Her side of the story
Last week, retired photographer Nick Ut, who took one of the most famous photographs of the Vietnam War, wrote about that Pulitzer Prize-winning photo in an opinion piece for The Washington Post: “A single photo can change the world. I know, because I took one that did.” His photo of a naked little girl running through the streets after being burned by napalm helped change opinion on the war.
That little girl, Kim Phuc Phan Thi, is now 59 years old and the founder of the Kim Foundation International, which provides aid to child victims of war. She wrote a guest essay for The New York Times: “It’s Been 50 Years. I Am Not ‘Napalm Girl’ Anymore.”

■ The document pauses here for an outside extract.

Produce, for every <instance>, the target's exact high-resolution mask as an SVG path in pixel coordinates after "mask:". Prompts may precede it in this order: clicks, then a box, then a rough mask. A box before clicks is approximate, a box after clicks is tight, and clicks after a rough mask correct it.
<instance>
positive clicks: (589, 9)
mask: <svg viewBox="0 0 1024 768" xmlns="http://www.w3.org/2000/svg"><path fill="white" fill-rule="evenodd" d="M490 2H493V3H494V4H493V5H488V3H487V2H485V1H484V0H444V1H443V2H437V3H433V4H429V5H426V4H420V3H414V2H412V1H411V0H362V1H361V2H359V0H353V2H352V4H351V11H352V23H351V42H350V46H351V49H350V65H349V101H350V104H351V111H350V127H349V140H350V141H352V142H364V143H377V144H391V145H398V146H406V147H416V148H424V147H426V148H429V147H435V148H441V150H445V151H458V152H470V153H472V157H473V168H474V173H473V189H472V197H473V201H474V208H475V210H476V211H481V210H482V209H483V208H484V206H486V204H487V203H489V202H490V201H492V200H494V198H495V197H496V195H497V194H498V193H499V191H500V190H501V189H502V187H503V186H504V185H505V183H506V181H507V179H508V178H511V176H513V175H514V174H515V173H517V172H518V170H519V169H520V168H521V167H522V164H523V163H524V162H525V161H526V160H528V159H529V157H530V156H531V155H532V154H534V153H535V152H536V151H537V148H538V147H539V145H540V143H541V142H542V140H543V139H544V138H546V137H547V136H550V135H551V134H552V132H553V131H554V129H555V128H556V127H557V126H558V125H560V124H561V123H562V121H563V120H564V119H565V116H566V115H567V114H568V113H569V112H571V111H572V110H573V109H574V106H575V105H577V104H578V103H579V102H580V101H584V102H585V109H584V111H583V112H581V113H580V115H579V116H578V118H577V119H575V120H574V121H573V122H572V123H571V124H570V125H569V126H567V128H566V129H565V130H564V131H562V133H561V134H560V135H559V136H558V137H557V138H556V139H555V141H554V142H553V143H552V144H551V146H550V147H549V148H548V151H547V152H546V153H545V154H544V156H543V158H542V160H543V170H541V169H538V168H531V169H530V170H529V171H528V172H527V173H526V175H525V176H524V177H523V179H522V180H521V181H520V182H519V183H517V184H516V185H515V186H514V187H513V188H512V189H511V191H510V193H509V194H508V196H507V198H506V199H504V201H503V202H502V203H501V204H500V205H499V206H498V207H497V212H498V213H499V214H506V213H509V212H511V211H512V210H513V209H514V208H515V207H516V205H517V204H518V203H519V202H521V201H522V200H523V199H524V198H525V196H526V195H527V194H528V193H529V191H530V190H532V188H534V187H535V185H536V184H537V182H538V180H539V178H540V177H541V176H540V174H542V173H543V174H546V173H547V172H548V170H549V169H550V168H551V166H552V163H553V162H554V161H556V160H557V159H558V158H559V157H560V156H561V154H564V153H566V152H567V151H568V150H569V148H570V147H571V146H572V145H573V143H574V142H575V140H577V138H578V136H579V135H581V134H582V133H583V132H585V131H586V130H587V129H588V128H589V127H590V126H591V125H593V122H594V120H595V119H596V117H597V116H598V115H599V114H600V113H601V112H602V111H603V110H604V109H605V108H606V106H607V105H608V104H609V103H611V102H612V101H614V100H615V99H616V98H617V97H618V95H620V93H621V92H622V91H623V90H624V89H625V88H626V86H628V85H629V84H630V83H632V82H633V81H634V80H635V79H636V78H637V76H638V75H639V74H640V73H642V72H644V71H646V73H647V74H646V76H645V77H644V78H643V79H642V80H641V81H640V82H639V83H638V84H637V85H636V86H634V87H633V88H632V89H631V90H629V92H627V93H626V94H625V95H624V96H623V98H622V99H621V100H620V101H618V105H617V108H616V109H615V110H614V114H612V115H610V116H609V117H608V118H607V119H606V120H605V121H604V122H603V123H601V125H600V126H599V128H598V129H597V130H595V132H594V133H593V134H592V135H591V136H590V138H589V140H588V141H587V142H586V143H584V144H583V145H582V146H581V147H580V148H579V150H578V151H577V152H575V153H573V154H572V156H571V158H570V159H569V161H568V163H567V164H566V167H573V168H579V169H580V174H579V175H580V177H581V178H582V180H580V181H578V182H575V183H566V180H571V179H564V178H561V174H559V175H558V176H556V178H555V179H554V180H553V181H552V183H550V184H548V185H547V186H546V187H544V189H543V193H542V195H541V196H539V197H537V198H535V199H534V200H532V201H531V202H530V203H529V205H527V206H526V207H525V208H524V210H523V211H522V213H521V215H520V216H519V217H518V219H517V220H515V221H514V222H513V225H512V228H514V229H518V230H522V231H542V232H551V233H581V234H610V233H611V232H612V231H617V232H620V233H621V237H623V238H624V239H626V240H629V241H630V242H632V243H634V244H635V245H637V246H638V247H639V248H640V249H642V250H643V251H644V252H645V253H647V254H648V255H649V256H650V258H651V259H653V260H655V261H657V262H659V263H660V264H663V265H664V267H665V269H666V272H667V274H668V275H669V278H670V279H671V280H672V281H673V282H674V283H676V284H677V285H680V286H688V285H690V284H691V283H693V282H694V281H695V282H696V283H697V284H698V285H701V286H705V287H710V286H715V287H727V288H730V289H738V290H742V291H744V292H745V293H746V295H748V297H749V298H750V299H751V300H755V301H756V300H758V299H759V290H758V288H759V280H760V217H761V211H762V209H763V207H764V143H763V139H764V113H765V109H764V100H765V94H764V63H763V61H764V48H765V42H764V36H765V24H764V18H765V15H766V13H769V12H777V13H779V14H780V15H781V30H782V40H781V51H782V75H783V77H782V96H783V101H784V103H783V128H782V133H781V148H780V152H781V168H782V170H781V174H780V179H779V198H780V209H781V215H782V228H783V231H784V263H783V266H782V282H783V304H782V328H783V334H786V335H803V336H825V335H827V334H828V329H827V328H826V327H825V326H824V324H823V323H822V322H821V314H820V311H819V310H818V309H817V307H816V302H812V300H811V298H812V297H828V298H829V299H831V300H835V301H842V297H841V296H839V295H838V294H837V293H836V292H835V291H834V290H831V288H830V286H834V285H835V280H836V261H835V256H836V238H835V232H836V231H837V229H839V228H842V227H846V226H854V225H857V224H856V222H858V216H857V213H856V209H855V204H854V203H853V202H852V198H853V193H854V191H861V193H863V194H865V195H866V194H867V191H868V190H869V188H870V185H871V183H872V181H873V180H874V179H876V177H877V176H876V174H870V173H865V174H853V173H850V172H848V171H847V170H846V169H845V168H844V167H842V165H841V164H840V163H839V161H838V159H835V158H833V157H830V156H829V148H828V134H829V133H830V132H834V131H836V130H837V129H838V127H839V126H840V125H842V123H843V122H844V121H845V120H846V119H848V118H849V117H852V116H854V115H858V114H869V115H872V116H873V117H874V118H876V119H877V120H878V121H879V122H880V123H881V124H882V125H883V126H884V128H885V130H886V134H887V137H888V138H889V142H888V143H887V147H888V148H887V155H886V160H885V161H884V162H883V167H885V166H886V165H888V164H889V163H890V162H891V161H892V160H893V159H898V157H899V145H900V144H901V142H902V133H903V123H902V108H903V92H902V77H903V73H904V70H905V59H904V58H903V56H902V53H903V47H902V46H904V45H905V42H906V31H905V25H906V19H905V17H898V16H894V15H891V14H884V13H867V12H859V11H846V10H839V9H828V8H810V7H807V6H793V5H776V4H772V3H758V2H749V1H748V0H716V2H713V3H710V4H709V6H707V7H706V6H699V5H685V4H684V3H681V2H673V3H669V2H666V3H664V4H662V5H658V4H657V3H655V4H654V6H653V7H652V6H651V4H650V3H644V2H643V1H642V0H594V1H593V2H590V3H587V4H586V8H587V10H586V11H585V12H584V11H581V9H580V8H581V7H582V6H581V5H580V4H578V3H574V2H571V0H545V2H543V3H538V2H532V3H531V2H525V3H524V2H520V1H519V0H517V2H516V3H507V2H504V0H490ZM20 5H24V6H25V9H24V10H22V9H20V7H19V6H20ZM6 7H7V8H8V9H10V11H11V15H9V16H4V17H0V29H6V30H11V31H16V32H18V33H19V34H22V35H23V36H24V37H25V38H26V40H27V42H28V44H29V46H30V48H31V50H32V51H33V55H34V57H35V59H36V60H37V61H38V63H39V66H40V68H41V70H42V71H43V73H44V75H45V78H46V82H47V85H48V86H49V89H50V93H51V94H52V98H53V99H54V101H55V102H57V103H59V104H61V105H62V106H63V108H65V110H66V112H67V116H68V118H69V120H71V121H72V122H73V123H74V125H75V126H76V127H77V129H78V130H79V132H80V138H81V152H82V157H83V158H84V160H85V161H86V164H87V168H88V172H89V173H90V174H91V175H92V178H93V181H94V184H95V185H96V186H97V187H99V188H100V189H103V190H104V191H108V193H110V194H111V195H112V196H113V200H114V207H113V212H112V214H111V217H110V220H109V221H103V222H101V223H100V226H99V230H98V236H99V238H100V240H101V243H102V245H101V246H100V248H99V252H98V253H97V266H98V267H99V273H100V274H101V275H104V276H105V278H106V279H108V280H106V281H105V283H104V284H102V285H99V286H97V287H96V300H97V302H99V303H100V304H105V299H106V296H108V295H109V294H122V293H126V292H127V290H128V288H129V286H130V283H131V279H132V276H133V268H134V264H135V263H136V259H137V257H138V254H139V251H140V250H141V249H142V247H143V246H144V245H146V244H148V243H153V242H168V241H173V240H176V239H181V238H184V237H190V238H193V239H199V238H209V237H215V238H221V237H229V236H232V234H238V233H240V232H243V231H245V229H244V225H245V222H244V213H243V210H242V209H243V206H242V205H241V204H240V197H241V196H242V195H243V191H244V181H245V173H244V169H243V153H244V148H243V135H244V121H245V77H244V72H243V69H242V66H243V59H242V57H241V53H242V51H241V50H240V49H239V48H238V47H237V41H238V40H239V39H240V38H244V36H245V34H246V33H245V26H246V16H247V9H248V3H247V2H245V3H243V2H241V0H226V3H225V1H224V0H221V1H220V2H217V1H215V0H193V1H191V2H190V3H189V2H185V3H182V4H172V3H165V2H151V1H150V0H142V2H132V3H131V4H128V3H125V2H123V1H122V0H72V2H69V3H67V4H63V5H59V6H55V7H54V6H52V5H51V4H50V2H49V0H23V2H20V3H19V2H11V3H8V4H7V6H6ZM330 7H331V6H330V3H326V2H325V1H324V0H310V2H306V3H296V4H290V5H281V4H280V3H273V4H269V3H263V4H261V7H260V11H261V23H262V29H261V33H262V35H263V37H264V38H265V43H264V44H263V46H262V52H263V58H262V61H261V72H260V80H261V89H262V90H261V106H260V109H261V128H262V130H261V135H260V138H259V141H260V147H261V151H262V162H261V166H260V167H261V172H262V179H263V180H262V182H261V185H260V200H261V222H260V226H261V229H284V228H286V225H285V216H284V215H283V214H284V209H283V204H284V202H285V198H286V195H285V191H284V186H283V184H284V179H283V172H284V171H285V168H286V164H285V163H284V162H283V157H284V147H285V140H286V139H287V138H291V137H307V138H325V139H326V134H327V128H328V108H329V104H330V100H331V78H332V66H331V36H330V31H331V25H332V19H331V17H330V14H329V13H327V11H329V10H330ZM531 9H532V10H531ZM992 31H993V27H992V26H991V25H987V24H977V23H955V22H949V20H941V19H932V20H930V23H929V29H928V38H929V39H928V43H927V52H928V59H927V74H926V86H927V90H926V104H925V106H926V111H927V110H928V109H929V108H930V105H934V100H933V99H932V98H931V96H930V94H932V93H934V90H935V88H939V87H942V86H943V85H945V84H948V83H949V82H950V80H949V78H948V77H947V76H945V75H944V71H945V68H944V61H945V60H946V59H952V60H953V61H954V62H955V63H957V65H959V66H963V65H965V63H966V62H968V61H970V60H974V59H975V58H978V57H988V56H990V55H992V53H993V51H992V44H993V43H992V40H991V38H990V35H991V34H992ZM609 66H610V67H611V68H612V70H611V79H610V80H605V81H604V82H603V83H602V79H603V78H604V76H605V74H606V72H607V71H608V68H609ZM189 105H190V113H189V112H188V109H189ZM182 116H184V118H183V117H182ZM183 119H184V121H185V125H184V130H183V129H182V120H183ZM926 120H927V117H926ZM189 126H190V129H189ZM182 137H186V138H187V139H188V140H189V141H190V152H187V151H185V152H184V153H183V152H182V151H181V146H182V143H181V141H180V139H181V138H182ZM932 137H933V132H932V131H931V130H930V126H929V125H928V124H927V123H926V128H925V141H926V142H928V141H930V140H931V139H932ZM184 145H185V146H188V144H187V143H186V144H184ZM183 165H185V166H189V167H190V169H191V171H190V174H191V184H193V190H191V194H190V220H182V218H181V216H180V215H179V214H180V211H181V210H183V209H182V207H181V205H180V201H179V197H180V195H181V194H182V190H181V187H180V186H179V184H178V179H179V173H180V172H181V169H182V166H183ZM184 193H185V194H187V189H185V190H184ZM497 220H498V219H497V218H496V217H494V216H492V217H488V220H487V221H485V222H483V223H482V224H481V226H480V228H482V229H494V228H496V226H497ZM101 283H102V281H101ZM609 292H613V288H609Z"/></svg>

She writes about how the photo, and the ordeal, changed her life — both for good and bad. She writes, “Photographs, by definition, capture a moment in time. But the surviving people in these photographs, especially the children, must somehow go on. We are not symbols. We are human. We must find work, people to love, communities to embrace, places to learn and to be nurtured. It was only in adulthood, after defecting to Canada that I began to find peace and realize my mission in life, with the help of my faith, husband and friends.”
Kim Phuc then wrote about the school shooting in Uvalde, Texas, and the impact photographs could have. She wrote, “I cannot speak for the families in Uvalde, Texas, but I think that showing the world what the aftermath of a gun rampage truly looks like can deliver the awful reality. We must face this violence head-on, and the first step is to look at it.”
- The New York Times’ Michael M. Grynbaum and John Koblin with “CNN Enters the Post-Jeff Zucker Era. Bye-Bye ‘Breaking News’ Banners.”
- Solid work by The Associated Press’ David Bauder in the aftermath of the Uvalde, Texas, school shooting: “Can journalists and grieving communities coexist in tragedy?”
- Last week’s Game 1 of the NBA Finals between the Boston Celtics and Golden State Warriors averaged 11.90 million viewers across ABC and ESPN2. Other than the past two years when the schedule was out of whack because of COVID-19, it was the least-viewed season opener since 9.21 million watched the Cleveland Cavaliers and San Antonio Spurs in 2007. The numbers are surprisingly low. I was expecting somewhere in the 16 to 18 million range. The Celtics are one of the league’s most storied franchises and the Warriors are one of the most appealing and popular teams in the game today.
- The Atlantic’s Jennifer Senior has an unsettling profile of Steve Bannon in “American Rasputin.”
- A Reuters special report: Angus Berwick and Tom Wilson with “How crypto giant Binance became a hub for hackers, fraudsters and drug traffickers.”
- The New Yorker’s Patrick Radden Keefe with “The Surreal Case of a C.I.A. Hacker’s Revenge.”